RE: P5: It’s mostly about the company you kept pre-1945
It's mostly about being a flagship (34 of them):
Cal, UCLA, Washington, Oregon, Arizona, Utah, Colorado, Texas, Oklahoma, Kansas, West Virginia, Nebraska, Minnesota, Iowa, Wisconsin, Illinois, Indiana, Michigan, Ohio State, Penn State, Maryland, Rutgers, Virginia, North Carolina, South Carolina, Florida, Georgia, Alabama, Mississippi, LSU, Arkansas, Tennessee, Kentucky, Missouri
Or being a high budget, high profile athletics private school (13 of them):
Stanford, Southern Cal, TCU, Baylor, Vanderbilt, Northwestern, Notre Dame, Pitt, Syracuse, BC, Wake, Miami, Duke
I am going to throw one (1) specialty Engineering public school in with the privates:
Georgia Tech
We have at this point accounted for 48 schools. 28 of the 48 are AAU schools.

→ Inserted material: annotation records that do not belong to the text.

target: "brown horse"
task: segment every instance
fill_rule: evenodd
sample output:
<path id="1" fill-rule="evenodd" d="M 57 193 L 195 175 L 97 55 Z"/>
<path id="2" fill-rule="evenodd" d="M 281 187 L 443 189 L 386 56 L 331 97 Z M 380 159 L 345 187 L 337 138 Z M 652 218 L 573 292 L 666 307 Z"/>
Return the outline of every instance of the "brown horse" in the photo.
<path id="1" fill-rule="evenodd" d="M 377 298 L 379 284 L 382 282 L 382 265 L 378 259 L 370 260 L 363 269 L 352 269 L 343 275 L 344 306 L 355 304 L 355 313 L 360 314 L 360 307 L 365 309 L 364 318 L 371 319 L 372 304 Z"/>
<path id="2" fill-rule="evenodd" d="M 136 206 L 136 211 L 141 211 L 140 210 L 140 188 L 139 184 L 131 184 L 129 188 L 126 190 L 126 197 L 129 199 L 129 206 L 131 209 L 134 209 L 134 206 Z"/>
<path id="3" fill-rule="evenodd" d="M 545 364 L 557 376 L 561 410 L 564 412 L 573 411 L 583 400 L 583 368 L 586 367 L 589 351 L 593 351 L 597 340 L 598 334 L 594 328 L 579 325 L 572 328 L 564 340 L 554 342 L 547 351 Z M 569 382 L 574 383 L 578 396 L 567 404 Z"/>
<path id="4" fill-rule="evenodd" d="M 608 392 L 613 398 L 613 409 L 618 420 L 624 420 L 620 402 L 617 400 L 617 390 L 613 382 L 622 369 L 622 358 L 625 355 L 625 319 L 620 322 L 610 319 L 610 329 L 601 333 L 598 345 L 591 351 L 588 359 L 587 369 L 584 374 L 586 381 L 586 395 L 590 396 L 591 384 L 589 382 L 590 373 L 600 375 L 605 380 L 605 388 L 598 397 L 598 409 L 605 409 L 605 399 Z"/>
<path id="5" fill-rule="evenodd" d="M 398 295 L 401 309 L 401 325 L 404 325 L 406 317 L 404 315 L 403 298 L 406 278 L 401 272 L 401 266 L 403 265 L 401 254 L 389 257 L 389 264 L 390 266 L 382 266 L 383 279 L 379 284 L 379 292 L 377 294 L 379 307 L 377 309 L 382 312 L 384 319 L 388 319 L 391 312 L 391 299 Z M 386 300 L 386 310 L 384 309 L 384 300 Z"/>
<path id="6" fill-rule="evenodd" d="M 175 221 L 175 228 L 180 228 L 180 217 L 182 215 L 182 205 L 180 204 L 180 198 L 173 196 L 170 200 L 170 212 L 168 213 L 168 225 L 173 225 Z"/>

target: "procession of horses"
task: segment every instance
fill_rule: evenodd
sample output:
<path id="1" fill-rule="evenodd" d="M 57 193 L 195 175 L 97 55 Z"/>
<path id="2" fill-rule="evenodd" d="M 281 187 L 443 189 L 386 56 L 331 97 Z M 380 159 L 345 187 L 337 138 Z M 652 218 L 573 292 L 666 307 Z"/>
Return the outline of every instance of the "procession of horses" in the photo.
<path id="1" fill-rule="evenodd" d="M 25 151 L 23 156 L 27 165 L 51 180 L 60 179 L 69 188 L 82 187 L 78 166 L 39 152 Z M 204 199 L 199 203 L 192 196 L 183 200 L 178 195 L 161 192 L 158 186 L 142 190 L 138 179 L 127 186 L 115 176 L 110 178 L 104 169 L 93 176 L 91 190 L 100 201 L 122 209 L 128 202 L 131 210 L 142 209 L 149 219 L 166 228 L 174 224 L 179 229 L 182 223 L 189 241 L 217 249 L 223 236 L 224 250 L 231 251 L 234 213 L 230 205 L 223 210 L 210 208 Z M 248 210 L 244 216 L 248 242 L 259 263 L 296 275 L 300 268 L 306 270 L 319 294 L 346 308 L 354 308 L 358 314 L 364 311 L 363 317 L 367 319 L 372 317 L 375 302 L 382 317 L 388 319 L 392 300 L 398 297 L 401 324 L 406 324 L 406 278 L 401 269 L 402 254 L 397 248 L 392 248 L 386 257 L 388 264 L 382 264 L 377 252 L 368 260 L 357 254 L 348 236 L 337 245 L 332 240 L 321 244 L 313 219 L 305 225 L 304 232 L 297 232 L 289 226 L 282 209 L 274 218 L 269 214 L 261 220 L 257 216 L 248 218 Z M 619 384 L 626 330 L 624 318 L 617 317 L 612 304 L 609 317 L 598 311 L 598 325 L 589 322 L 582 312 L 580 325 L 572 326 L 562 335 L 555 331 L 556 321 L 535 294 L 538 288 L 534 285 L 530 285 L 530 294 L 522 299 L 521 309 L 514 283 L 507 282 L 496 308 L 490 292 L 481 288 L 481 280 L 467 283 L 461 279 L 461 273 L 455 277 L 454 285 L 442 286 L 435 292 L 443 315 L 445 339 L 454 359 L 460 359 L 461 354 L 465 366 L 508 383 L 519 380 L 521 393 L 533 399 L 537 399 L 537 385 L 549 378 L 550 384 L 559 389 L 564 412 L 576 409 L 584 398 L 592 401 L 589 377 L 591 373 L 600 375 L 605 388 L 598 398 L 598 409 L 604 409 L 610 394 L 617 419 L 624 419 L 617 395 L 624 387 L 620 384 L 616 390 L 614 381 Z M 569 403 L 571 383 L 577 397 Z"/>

We then look at land grant schools, the "states" type schools of which there are 12:
Washington State, Oregon State, Texas A&M, Michigan State, Mississippi State, Auburn, Purdue, Oklahoma State, Iowa State, Kansas State, Virginia Tech, Clemson.
Note: Texas A&M is generally considered a 2nd flagship of Texas, much like UCLA is the 2nd flagship in California. And several flagships are land grants as well
The remaining 5 includes three "State" schools of enormous size, literally "best of breed":
NC State, Arizona State, Florida State
The final two: Louisville, Texas Tech
32 of the 65 are AAU.
Similar schools who didn't make the cut:
UConn (flagship), BYU, Colorado State (land Grant), Tulane, Rice
Of the above group UConn and BYU look the most like the P5, but UConn abandoned P5 aspirations with the Big East move. They started FBS football too late to make the cut (same for UMass). Tulane and Rice kind of fell out of major status over the decades.
When you look at the rest, they seem to be trying to get in on the "Louisville exception"; that is being so important in athletics it overrides everything else. Memphis, Boise State, Fresno State and UNLV all fall in that category. Houston, Cincy and perhaps Temple fall into a better version academically than Louisville. UCF and USF (and ECU) may be most comparable to the Texas Tech category, being directional, that is "other big State Universities than flagships or land grant".
The question is, are any of UCF, Houston, Cincy, USF big enough to overcome being the "Louisville" category to get into P5?
(This post was last modified: 08-23-2019 12:50 PM by Stugray2.)